If you want to know why ordinary American Jews, especially younger ones, are turning away from the communal establishment — not out of anger but out of disinterest or, perhaps, disgust — then look no further than the convoluted argument over whether J Street should be a member of the Conference of Presidents.

J Street: Calls itself the “pro-Israel, pro-peace” lobby. Generally backs the Obama administration. Challenges the Netanyahu government frequently. Experiencing huge growth since it began five years ago.

Conference of Presidents: Officially, the Conference of Presidents of Major Jewish Organizations, but its 51 members include a lot of minor groups as well. Established in 1956 to present a more unified Jewish voice on Israel to the White House and beyond. Bills itself now as the umbrella group for all “pro-Israel” activities, from left to right.

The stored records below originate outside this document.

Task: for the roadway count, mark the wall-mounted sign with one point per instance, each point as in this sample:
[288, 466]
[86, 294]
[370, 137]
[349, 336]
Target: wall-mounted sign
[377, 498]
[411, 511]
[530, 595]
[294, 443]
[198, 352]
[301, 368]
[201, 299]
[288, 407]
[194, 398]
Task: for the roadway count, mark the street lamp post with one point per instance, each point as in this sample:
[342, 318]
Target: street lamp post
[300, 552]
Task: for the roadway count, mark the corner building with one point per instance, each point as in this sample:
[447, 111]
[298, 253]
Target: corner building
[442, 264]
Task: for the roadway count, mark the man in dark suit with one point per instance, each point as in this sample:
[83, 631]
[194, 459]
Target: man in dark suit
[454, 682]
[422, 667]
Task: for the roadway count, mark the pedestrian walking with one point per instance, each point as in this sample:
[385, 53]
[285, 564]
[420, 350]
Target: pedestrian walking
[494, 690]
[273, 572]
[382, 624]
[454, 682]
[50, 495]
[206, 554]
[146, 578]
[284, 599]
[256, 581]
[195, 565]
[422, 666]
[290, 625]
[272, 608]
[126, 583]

So a reasonable outsider may ask: What’s the problem? J Street’s politics are to the left, but no more than other groups already in the Conference. (See: Americans for Peace Now.) The dovish lobby, now five years old, fulfills the official membership requirements — which, it appears, not all the 51 members do. With 180,000 supporters in nearly 40 chapters nationwide, along with another 50 chapters on college campuses, J Street is way larger than many of the Conference’s other members. (See: B’nai Zion Foundation, MERCAZ USA, and more.)

But this argument is not on the merits. That’s the first problem. The second is that it is conducted largely in secret. Only because of the dogged reporting of journalists like our Nathan Guttman do we even have a glimpse of what has gone on behind closed doors in these deliberations, which may — or may not — culminate in a vote tomorrow night.

The absence of transparency leads inevitably to the perception that a handful of people are deciding which organizations get to call themselves “pro-Israel” and then purport to speak for everyone. But they don’t. They can’t.

We would have liked to put these issues directly to Malcolm Hoenlein, the executive vice chair of the Conference since 1986. But as has been his custom for the last five years, he refused to return our phone call.

The legitimate case against granting J Street membership is that it has a related PAC, a separate organization that channels money to political candidates, something other Conference members do not do. But you get the sense that’s not what has so deeply bothered its opponents.

Rather, it’s the way that J Street’s President, Jeremy Ben-Ami, has disagreed with and sometimes challenged the Netanyahu government, and therefore supposedly giving succor to those who wish to harm or delegitimize Israel.

But to declare that the reason for exclusion is simply hypocritical. The Zionist Organization of America has vehemently disagreed with Israeli leaders in the past, and it’s a member in good standing. As it should be. The Conference should represent all legitimate points of view, no matter who is in power in Jerusalem.

As of this writing, it’s not clear whether there will actually be a vote tomorrow – the rules are complicated – or whether J Street’s fate will be decided via a secret mail ballot over the following ten days. Two-thirds of the current members, totaling 34, must vote in favor.

J Street supporters privately say that a mail ballot will help their cause, presuming that some Conference members would rather not publicize their votes. Nonetheless, such secrecy harms the larger cause of transparency and trust in Jewish leadership.

Some Conference members have openly declared that they support J Street’s membership. We think all 51 should do so. However they vote, they should be willing to defend it to the Jews they claim to represent.